# From Numpy to PyTorch

Numpy provides comprehensive funtionality around mathematical operations on arrays. It is hence a good starting point, but by no means tailored to Machine/Deep Learning. 

There are various big packages (also known as frameworks) that offer functionality specialized in Machine/Deep Learning.

The two most well known ones are **PyTorch** from Meta and **TensorFlow** from Google. In this course, we will work with PyTorch as it provides a good tradeoff between ease of use for academic purposes and scalability to large projects in further reasearch. 

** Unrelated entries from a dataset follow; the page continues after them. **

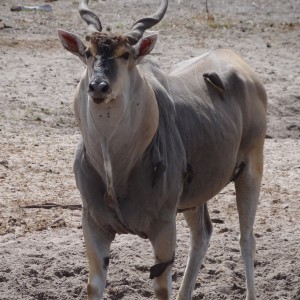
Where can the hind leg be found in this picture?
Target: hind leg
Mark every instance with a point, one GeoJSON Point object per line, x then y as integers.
{"type": "Point", "coordinates": [200, 226]}
{"type": "Point", "coordinates": [247, 187]}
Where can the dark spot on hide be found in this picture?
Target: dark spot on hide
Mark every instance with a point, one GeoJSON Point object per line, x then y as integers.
{"type": "Point", "coordinates": [106, 262]}
{"type": "Point", "coordinates": [188, 175]}
{"type": "Point", "coordinates": [216, 82]}
{"type": "Point", "coordinates": [238, 169]}
{"type": "Point", "coordinates": [158, 169]}
{"type": "Point", "coordinates": [143, 235]}
{"type": "Point", "coordinates": [158, 269]}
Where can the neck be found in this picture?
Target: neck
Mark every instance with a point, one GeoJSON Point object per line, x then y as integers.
{"type": "Point", "coordinates": [117, 134]}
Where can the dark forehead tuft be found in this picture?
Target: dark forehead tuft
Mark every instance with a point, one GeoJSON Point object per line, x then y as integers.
{"type": "Point", "coordinates": [105, 43]}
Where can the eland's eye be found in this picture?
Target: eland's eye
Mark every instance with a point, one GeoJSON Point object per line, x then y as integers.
{"type": "Point", "coordinates": [88, 54]}
{"type": "Point", "coordinates": [125, 55]}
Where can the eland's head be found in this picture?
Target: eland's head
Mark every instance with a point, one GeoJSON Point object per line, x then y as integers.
{"type": "Point", "coordinates": [110, 58]}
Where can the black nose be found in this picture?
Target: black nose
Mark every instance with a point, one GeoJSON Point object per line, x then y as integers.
{"type": "Point", "coordinates": [99, 89]}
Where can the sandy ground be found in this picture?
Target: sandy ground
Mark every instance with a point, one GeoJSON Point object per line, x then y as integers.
{"type": "Point", "coordinates": [42, 253]}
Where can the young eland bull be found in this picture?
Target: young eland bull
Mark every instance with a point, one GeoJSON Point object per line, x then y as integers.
{"type": "Point", "coordinates": [155, 144]}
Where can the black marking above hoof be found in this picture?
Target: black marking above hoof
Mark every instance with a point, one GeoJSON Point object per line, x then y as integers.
{"type": "Point", "coordinates": [158, 269]}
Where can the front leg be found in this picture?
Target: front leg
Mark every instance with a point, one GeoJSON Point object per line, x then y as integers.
{"type": "Point", "coordinates": [163, 239]}
{"type": "Point", "coordinates": [97, 248]}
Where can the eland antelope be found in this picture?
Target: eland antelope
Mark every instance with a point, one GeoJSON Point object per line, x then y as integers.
{"type": "Point", "coordinates": [155, 144]}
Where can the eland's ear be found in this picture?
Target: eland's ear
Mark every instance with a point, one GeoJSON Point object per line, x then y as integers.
{"type": "Point", "coordinates": [145, 45]}
{"type": "Point", "coordinates": [72, 43]}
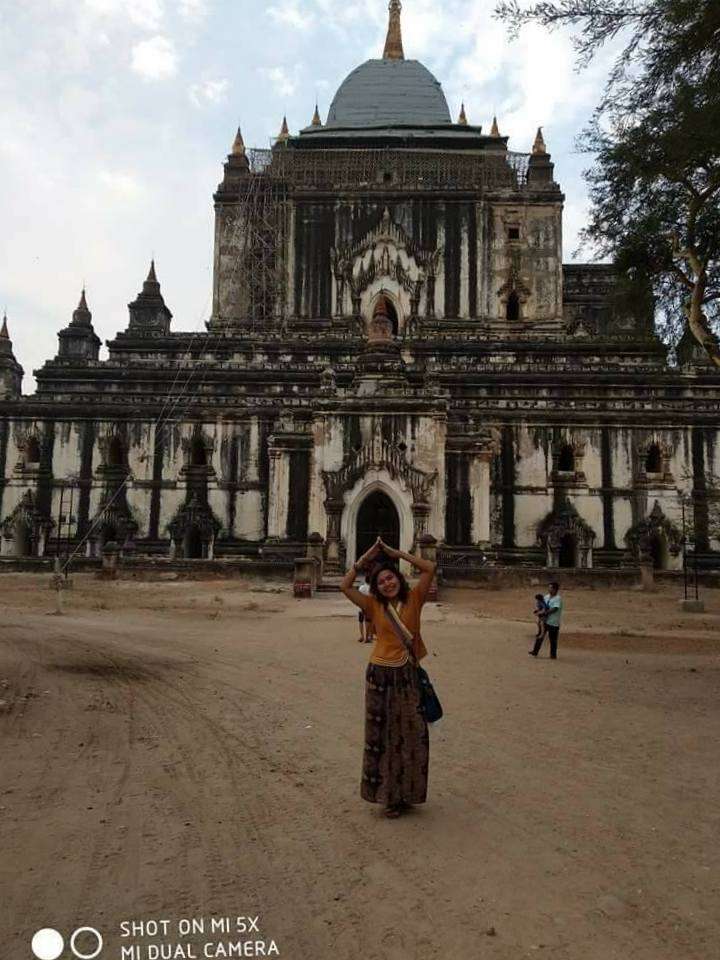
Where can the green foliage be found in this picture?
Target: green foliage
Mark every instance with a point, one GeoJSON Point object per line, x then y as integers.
{"type": "Point", "coordinates": [655, 138]}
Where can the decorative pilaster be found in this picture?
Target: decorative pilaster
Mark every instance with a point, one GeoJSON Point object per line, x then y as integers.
{"type": "Point", "coordinates": [279, 491]}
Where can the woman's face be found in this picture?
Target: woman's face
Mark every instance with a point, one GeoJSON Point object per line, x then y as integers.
{"type": "Point", "coordinates": [388, 584]}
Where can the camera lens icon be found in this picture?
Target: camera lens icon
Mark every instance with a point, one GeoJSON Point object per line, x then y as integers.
{"type": "Point", "coordinates": [48, 944]}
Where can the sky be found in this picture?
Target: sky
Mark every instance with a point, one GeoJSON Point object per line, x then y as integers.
{"type": "Point", "coordinates": [117, 116]}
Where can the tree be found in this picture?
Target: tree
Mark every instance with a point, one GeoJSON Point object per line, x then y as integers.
{"type": "Point", "coordinates": [655, 180]}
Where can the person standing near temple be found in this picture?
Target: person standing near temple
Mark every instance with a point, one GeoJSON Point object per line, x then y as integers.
{"type": "Point", "coordinates": [553, 620]}
{"type": "Point", "coordinates": [396, 757]}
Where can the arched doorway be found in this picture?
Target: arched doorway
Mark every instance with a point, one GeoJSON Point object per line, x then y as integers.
{"type": "Point", "coordinates": [659, 552]}
{"type": "Point", "coordinates": [377, 517]}
{"type": "Point", "coordinates": [193, 544]}
{"type": "Point", "coordinates": [567, 556]}
{"type": "Point", "coordinates": [23, 540]}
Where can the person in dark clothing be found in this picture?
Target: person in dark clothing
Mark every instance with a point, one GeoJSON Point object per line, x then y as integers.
{"type": "Point", "coordinates": [553, 618]}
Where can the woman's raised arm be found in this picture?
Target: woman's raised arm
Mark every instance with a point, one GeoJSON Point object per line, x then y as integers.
{"type": "Point", "coordinates": [426, 567]}
{"type": "Point", "coordinates": [347, 585]}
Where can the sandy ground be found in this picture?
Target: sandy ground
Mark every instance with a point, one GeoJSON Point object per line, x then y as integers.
{"type": "Point", "coordinates": [182, 750]}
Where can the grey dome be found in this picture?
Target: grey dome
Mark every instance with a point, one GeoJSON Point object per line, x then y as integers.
{"type": "Point", "coordinates": [388, 93]}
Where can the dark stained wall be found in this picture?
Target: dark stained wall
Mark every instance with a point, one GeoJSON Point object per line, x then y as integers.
{"type": "Point", "coordinates": [297, 528]}
{"type": "Point", "coordinates": [458, 510]}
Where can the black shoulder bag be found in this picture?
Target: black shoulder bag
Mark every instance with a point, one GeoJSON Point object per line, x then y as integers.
{"type": "Point", "coordinates": [429, 701]}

Here, we will examine one of the main features of using a framework such as PyTorch: utilization of the GPU for faster processing, and [Automatic differentiation](https://en.wikipedia.org/wiki/Automatic_differentiation).

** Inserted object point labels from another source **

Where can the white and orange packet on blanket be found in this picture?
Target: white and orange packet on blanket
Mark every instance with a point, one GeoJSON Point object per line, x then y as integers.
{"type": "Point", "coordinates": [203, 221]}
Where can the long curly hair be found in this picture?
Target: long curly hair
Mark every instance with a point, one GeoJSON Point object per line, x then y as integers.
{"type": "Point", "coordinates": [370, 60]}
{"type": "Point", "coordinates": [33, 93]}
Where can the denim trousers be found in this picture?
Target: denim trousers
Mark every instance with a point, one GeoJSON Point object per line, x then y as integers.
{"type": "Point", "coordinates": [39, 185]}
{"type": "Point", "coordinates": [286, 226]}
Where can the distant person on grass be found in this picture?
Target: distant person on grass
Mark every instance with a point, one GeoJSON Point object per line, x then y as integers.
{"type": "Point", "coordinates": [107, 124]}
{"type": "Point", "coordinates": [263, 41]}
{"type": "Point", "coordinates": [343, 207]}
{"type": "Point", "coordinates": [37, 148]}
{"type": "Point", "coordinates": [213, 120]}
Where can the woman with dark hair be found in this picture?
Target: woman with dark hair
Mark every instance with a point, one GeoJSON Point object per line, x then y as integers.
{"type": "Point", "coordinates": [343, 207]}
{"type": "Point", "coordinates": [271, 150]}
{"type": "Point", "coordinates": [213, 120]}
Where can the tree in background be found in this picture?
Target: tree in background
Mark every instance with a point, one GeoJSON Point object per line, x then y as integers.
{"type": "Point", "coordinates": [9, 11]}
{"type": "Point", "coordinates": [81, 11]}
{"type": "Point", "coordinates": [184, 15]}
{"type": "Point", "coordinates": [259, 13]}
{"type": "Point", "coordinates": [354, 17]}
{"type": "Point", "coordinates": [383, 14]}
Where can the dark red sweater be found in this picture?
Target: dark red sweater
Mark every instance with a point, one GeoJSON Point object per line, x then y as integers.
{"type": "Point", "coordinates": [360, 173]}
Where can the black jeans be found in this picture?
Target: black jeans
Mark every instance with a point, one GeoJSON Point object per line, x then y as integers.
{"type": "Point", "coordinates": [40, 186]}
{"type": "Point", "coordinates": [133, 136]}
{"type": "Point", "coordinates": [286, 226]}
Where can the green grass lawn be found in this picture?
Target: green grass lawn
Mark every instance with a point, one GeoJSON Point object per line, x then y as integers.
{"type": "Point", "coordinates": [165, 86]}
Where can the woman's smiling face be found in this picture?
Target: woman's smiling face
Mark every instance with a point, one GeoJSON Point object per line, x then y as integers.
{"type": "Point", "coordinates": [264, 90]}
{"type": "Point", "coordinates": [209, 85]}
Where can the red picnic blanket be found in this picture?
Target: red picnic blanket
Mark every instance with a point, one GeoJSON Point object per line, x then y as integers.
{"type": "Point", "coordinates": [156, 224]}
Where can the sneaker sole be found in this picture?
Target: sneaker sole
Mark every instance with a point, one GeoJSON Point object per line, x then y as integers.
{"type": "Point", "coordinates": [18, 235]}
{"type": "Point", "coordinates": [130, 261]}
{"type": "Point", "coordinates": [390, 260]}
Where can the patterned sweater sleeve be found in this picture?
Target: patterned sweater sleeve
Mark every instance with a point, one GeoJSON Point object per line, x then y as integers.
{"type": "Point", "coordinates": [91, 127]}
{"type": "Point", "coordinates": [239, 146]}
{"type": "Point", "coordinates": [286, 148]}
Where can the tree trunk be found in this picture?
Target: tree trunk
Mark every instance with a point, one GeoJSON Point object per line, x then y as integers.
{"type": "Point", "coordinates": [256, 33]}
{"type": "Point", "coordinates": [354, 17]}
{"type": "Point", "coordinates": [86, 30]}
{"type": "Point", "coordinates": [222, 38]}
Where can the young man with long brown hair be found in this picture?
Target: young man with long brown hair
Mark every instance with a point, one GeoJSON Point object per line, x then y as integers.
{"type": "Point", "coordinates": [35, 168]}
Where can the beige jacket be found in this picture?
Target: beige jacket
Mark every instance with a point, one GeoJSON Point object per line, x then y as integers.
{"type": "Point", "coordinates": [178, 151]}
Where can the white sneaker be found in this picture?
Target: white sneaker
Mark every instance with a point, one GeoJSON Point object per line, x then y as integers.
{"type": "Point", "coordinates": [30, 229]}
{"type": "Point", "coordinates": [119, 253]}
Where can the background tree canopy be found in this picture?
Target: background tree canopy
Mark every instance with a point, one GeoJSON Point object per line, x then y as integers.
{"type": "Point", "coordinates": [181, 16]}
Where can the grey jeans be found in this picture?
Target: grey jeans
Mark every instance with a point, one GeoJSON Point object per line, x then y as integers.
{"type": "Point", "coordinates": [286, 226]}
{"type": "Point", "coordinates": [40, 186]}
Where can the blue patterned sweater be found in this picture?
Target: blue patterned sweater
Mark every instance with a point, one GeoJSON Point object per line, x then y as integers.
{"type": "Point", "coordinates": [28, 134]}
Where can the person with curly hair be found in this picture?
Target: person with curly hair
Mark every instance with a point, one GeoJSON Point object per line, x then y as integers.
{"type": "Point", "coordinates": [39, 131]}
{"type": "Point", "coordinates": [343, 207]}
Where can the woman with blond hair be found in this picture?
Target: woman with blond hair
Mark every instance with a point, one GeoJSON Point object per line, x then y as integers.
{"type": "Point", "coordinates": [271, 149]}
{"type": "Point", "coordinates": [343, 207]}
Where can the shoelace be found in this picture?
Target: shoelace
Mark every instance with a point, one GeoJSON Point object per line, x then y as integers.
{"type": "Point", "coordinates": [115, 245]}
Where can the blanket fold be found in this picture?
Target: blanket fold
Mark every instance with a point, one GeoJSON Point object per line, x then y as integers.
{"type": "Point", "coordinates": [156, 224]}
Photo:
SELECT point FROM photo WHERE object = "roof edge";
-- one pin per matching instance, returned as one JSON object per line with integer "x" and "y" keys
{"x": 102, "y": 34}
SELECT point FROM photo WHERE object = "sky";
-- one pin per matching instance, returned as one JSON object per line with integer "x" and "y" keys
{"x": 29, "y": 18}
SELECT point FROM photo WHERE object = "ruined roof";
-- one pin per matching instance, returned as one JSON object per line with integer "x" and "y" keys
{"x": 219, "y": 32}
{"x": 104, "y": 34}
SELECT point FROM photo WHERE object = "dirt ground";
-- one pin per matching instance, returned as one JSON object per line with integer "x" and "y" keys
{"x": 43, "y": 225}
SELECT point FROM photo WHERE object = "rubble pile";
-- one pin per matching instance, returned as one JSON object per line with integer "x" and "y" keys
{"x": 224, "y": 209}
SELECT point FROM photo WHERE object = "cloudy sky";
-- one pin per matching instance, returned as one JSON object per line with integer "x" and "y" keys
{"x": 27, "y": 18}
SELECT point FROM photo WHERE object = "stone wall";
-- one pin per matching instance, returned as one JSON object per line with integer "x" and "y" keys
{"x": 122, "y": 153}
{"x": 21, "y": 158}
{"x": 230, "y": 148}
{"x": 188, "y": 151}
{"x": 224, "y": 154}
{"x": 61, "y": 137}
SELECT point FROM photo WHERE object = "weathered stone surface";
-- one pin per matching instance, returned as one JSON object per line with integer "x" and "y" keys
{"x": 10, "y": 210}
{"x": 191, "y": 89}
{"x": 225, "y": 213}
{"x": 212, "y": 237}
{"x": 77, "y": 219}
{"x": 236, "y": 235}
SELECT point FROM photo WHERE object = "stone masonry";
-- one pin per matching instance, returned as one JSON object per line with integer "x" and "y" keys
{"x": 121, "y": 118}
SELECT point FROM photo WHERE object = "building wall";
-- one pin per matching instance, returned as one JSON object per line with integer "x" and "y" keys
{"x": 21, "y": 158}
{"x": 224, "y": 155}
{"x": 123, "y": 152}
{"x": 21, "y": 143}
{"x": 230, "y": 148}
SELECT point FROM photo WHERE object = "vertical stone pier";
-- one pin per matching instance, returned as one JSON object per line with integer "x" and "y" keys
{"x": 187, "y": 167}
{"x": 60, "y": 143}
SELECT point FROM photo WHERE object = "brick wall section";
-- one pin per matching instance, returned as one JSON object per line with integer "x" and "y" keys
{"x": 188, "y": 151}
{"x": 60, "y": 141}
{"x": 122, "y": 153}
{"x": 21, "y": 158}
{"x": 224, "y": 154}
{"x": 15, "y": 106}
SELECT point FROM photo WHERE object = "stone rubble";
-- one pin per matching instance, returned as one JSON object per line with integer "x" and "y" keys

The core operation of Deep Learning is matrix multiplication. If we have a way to make this operation as fast as possible that would save us a lot of time. Let's test how much.

We start by initializing two 3D tensors in numpy with shapes `64,768,1024` and `64,2048,512`. Now we want to multiply the last dimensions of these tensors. We will use the command `%timeit` for benchmarking. Note that we will need to switch the order of the dimensions.

**Exercise**: Measure the runtime of the matrix multiplication $a @ b.T$ with the `%timeit` command. 

In [1]:
import numpy as np
import torch

# Initialize the tensors in numpy. To make it fair we are using PyTorchs default precision, float32
a = np.random.rand(10000,1024).astype(np.float32)
b = np.random.rand(5000,1024).astype(np.float32)

### START CODE HERE ### (≈ 1 line of code)
# Perform matrix multiplication and store result to variable c
c = np.matmul(a, b.T)
# alternativly
d = a @ b.T

# check the resulting shape
assert list(c.shape) == [10000,5000]

# repeat the matrix multiplication with the %timeit in fornt of the command
# note works only with ipython notebooks
%timeit c = a @ b.T
### END CODE HERE ###

del a
del b

280 ms ± 3.33 ms per loop (mean ± std. dev. of 7 runs, 1 loop each)


**Expected Output**: `~454 ms ± 19.7 ms per loop`

# Matrix multiplication in pytorch

Now we will execute the same matrix multiplication in pytorch. We will still use the CPU.

**Exercise**: Measure the runtime of the same matrix multiplication in PyTorch with the `%timeit` command. 

In [2]:
# Initialize the tensors in pytorch 
a = torch.rand(10000,1024)
b = torch.rand(5000,1024)

### START CODE HERE ### (≈ 1 line of code)
# Perform matrix multiplication and store result to variable c
c = torch.matmul(a,b.T)
d = a@b.T

assert list(c.shape) == [10000,5000]
print(d.shape, c.shape, torch.sum(c-d))

%timeit c = torch.matmul(a,b.T)
### END CODE HERE ###

torch.Size([10000, 5000]) torch.Size([10000, 5000]) tensor(0.)
670 ms ± 11 ms per loop (mean ± std. dev. of 7 runs, 1 loop each)


**Expected Output**: 
`~703 ms ± 27.6 ms per loop `

# Matrix multiplication in the GPU with pytorch

Now we repeat the same process in the GPU. You can move a tensor to the gpu by calling `a = a.cuda()` or `a = a.to("cuda")`. Similarly, you can move a tensor back to the CPU with `a = a.cpu()`.

The resulting tensor needs to be in the CPU, otherwise `%timeit` gets stuck, since nothing is returned to the CPU.

In [3]:
### START CODE HERE ### (≈ 3 line of code)
a = a.cuda()
b = b.cuda()
%timeit c = (a @ b.T).cpu()
### END CODE HERE ###

37.6 ms ± 584 µs per loop (mean ± std. dev. of 7 runs, 1 loop each)


**Expected Output**: `~41.3 ms ± 195 µs per loop`

# Final notes

The results may slighlty vary based on the hardware. You should see a significant improvement on the speedup of the matrix multiplication. On google colab, I got a speedup of ~7,4 times.

In practice this means that if I could train a deep learning model on the cpu with numpy in 1 week, with the GPU in pytorch I can train it in a single day.